Too Cool?

It’s been 10 years since Chili Palmer (John Travolta) traversed the streets of Los Angeles in “Get Shorty.” He may be older in the sequel, but he’s still quite the cool character: calm in every situation, always holding the upper hand over anybody that causes him trouble.

Oddly enough, he doesn’t seem to belong in this movie.

The makers of “Be Cool” never make the assumption that the audience has seen “Get Shorty.” Aside from a few references to the earlier film, this movie stands as a completely separate piece of work — which isn’t necessarily a good thing. “Be Cool” lacks the engrossing storyline that helped the humor of “Get Shorty” rise above the level of cheap gags and physical comedy. Most of the humor in “Be Cool” hovers in this range, though the majority of its cheap comedic elements work.

The Rock and Vince Vaughn steal the movie from the big names of Travolta, Uma Thurman and even the great Harvey Keitel. The Rock continues to prove his ability to entertain, here playing a feminine body guard with a passion for acting. His recital of a scene from “Bring it On” may be worth the nine-dollar ticket alone. Vaughn is even more outrageous as Raji, a music manager who’s convinced he’s black. The interaction between these two characters keeps the audience entertained.

A plot outline of any film adaptation of an Elmore Leonard novel (“Out of Sight,” “Jackie Brown”) will never do the movie right, but let’s do it anyway. After establishing himself within the film industry, Palmer decides to take a crack at the music industry, starting with Linda Moon (Christina Milian), a talented singer held down by her manager Raji, who fails to see her potential. Ignoring Moon’s contract with Raji, Chili brings her to Edie Athens (Thurman), the owner of a failing record label. Edie is in trouble with music producer Sin LaSalle (Cedric the Entertainer) thanks to debts left by her dead husband. Now throw in several more characters, all of whom want each other dead, and you’ve arrived at the plot of “Be Cool.”

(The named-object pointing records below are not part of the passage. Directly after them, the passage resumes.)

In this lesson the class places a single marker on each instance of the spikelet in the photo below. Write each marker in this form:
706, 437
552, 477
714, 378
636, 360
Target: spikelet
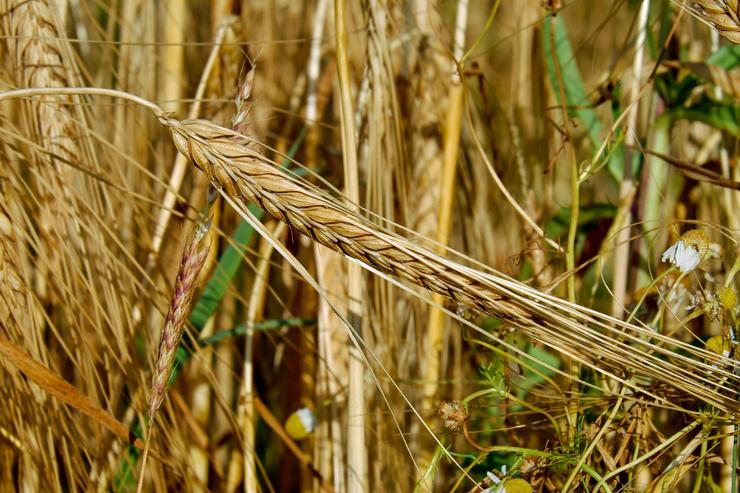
723, 15
239, 171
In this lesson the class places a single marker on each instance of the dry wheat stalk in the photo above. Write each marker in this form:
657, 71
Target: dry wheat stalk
193, 257
597, 340
723, 15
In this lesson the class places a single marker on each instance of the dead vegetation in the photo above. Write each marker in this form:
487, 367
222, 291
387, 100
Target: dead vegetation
535, 206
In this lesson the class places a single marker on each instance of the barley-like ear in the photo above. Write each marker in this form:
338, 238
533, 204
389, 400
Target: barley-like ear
605, 344
723, 15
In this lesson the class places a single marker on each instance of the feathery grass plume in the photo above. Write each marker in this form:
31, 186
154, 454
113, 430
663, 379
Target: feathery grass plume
193, 257
723, 15
597, 340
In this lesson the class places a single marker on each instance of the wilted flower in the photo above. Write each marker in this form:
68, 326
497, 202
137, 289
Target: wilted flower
453, 414
301, 423
719, 345
727, 297
708, 302
689, 251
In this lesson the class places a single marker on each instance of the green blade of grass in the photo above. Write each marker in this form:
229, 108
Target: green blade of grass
575, 93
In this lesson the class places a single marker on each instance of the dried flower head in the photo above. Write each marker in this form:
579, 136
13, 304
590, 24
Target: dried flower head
453, 414
300, 424
727, 297
708, 302
689, 251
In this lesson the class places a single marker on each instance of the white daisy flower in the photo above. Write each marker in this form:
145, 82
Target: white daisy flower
688, 252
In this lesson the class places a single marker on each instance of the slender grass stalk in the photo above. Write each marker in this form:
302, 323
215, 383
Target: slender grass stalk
626, 187
453, 129
356, 450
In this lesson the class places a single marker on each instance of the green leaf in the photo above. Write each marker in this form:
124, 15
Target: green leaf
574, 90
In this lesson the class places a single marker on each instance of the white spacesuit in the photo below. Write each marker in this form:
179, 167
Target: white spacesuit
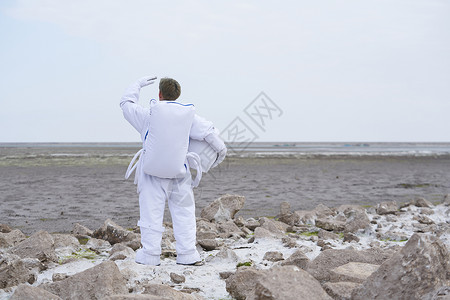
153, 191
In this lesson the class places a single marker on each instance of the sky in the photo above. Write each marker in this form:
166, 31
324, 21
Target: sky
303, 71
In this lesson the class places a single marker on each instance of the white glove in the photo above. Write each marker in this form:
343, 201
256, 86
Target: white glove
147, 80
220, 157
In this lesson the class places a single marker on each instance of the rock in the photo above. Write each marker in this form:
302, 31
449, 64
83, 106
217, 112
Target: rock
327, 235
323, 211
136, 297
176, 278
241, 284
226, 255
350, 237
40, 245
273, 256
59, 276
422, 202
79, 230
385, 208
356, 218
26, 292
329, 259
11, 238
97, 282
330, 224
288, 282
299, 259
98, 245
353, 272
228, 229
419, 268
262, 233
164, 291
276, 227
120, 252
224, 208
5, 228
114, 233
340, 290
225, 275
208, 244
252, 224
13, 271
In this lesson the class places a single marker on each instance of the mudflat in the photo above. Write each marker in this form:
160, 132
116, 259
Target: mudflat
52, 193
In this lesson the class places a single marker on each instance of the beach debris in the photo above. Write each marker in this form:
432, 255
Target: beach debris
164, 291
327, 260
81, 231
114, 233
120, 252
298, 258
26, 292
387, 207
223, 208
340, 290
241, 284
97, 282
14, 271
273, 256
11, 238
177, 278
40, 245
419, 268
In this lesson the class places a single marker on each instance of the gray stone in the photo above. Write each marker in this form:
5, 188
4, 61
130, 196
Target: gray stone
329, 259
298, 258
98, 245
385, 208
177, 278
81, 231
40, 245
340, 290
164, 291
97, 282
26, 292
11, 238
288, 282
273, 256
114, 233
241, 284
330, 224
353, 272
224, 208
13, 271
422, 266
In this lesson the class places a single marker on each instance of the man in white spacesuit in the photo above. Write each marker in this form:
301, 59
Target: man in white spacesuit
153, 190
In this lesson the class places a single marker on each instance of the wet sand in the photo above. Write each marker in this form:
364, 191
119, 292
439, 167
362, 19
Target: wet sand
53, 193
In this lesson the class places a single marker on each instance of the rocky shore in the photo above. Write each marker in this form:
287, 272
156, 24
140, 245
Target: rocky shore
388, 251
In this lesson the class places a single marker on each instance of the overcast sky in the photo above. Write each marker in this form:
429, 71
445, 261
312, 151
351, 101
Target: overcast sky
349, 70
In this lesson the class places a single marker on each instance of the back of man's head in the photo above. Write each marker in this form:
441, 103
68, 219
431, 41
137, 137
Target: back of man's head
169, 89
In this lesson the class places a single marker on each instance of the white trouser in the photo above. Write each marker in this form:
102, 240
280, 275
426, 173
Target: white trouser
153, 192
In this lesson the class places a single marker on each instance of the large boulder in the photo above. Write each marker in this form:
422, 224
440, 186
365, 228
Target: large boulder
97, 282
422, 266
329, 259
288, 282
26, 292
11, 238
114, 233
224, 208
40, 245
242, 284
14, 271
164, 291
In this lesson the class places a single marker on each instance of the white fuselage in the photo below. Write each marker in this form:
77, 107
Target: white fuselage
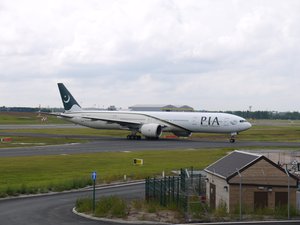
197, 122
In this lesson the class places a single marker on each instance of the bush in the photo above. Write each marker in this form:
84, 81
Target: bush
111, 206
84, 205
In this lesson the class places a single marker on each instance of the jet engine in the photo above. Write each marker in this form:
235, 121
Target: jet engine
151, 130
182, 133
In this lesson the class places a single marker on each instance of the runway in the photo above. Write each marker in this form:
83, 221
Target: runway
105, 144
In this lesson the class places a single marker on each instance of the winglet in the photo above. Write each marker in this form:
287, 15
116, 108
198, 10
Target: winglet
70, 104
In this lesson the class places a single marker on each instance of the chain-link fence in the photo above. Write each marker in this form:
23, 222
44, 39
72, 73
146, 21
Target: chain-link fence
187, 191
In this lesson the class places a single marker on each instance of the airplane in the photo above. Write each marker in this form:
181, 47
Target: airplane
152, 124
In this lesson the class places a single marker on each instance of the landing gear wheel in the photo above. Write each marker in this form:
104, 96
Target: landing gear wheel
133, 137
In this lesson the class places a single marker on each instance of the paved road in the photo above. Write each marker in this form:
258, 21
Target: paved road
56, 209
121, 144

The storyline isn’t overly complicated. It almost seems dumbed down to a level that everyone can enjoy. Travolta’s memorable character is always hovering in the scenes but rarely involved in anything. The love story between him and Thurman’s character is incredibly weak and forced. No screen time is invested in it, making it hard to care if these two get together. In fact, it’s hard to care about much in this film. The storyline is there, but so much time is invested in letting the multitude of characters goof off that any sense of emotional attachment to the action is lost.

“Be Cool” features several musicians making first-time appearances in a film. Andre 3000 of Outkast is terrific as the trigger-happy member of Cedric the Entertainer’s posse. His performance is both outrageous and thoughtful. While not given much dialogue, he provides several very funny moments as he explores the relationship between a rapper and a gun. Aerosmith’s Steven Tyler makes a short appearance, joking in the film about how he has never had to appear in a movie. He should have kept the streak alive, as his acting is painful. Pop singer Milian isn’t given much time to act, but she is given ample opportunity to sing in this flick. Around 15 to 20 minutes of the movie is spent watching her sing — that equates to roughly 15 percent of this movie being her personal music video. Travolta and Thurman’s dance number also runs way too long, and it just makes you want to see “Pulp Fiction” again.

The makers of “Be Cool” have a cast most filmmakers can only dream about working with, but half of these actors should have stayed clear, as the film is far too concerned with being cool.